Proximal femoral osteotomy for the treatment of hip arthritis in young adults

Background : The outcome of proximal femoral osteotomy for hip arthritis in young adults performed at the Wellington Hospital (Wellington, New Zealand) was reviewed. Methods : Seventeen patients underwent 21 proximal femoral osteotomies for the treatment of hip arthritis at Wellington Hospital between 1992 and 1999. Thirteen patients (17 hips) were contacted and were able to complete a questionnaire form specific for hip pain and function. Results : There was a response rate of 76.5% (13 out of a possible 17 patients undergoing proximal femoral osteotomy) at a mean 3 years 4 months postoperatively.

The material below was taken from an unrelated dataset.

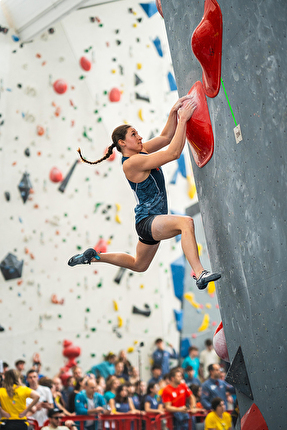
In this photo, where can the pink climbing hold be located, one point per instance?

Of these, one patient has had a total hip joint replacement and one patient is currently on the waiting list for a total hip joint replacement. Three other patients (three hips) report moderate or severe hip pain. The remaining eight patients (12 hips) report having mild or no hip pain. Questionnaire results show a postoperative decrease in hip pain in most patients. Hip function as assessed by the questionnaire was essentially unchanged. Conclusions : Proximal femoral osteotomy is a satisfactory option for young patients with degenerative hip arthritis. The operation is only likely to be useful in the treatment of pain.